Be aware that there is one constant in mini-golf. Either the person ahead or you or behind you is going to be irritating. This is a good way to see how patient you or your date can be. It might even reveal a dealbreaker depending on how they handle it!
Mini-golf is a bigger experience and will likely count as two things.
A Vintage gaming arcade
Be a kid again. Feel nostalgiac. Flex your muscles with your skill at Ms. Pac Man, Robotron, TMNT, or pinball. Air hockey is always a favorite. Don’t be overly competitive, but also don’t be a wimp. Be feisty. Taunt. Show sportsmanship. Have fun!

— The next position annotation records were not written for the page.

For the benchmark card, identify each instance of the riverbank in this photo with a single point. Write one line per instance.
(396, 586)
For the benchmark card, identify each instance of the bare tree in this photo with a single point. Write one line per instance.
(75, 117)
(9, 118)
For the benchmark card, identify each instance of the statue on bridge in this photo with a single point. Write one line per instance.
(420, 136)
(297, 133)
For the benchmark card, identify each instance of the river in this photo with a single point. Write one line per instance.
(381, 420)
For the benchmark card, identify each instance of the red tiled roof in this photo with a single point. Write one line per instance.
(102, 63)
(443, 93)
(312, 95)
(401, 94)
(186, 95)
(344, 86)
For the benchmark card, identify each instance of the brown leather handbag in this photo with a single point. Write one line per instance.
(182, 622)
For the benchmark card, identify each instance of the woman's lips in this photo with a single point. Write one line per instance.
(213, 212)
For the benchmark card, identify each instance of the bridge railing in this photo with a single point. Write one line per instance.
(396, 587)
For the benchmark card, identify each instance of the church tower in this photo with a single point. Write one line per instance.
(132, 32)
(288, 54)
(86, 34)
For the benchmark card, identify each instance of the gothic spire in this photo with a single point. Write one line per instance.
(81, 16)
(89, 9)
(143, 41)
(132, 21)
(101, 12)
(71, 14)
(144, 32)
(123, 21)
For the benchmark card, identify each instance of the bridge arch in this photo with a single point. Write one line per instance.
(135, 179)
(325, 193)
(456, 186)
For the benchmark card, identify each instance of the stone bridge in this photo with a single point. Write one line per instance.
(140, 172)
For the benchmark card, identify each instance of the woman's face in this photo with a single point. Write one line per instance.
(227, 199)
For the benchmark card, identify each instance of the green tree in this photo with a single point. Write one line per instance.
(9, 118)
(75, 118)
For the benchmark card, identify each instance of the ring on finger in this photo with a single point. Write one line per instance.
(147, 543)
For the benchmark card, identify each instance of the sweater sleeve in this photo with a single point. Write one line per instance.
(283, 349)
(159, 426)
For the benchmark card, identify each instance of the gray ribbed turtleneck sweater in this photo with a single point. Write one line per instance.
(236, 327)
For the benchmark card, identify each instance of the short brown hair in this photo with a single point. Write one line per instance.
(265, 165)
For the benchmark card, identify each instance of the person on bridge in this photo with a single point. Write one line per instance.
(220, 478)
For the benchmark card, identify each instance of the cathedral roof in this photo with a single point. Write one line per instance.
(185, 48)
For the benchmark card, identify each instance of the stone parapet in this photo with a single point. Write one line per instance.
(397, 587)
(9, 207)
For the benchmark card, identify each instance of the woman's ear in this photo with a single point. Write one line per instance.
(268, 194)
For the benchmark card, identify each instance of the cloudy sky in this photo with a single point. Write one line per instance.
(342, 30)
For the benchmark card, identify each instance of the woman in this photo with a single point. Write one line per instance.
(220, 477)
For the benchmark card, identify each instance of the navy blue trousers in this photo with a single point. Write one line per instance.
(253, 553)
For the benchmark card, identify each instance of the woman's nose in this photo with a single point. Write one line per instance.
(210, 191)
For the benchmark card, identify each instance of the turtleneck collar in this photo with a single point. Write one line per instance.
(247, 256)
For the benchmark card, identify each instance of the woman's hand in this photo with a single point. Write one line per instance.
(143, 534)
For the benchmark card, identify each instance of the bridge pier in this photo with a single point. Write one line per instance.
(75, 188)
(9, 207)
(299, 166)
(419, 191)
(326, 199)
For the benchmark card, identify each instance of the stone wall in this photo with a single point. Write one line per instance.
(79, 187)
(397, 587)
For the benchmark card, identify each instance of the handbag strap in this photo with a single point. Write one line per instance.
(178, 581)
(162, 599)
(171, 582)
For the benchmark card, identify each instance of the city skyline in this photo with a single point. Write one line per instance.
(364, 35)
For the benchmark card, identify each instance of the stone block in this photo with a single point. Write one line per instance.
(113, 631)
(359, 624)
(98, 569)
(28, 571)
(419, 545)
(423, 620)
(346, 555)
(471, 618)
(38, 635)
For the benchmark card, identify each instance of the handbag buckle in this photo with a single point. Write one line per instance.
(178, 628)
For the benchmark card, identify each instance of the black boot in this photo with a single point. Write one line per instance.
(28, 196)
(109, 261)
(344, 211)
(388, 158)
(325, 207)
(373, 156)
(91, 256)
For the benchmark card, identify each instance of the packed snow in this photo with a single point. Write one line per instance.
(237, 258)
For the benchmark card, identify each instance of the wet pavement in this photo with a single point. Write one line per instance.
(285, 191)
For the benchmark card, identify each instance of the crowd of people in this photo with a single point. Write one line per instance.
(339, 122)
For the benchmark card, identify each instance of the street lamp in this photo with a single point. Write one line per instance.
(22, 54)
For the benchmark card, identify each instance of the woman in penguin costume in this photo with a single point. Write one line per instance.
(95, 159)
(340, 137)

Be adventurous, but also be comfortable
The more experiences you collect, the better your menu, but don’t just get in the habit of doing things just to build a menu. Some of these things are things you have already done on your own and are just sharing with someone new. And if things work out, you have the beginnings of a foundation of some wonderful memories to get you through the hard times or the mundane times.
Pick two or three things to do and have fun. You should end the experience not feeling drained or exhausted, but hopefully energized. And if everything goes right, leaving yourself and the other person eager to do a few more things the next time you are together. By then, you can up the ante with something like dancing or something more adventurous like a decent hike or a nice restaurant where you get dressed up.
Get out more. Have fun. Challenge yourself.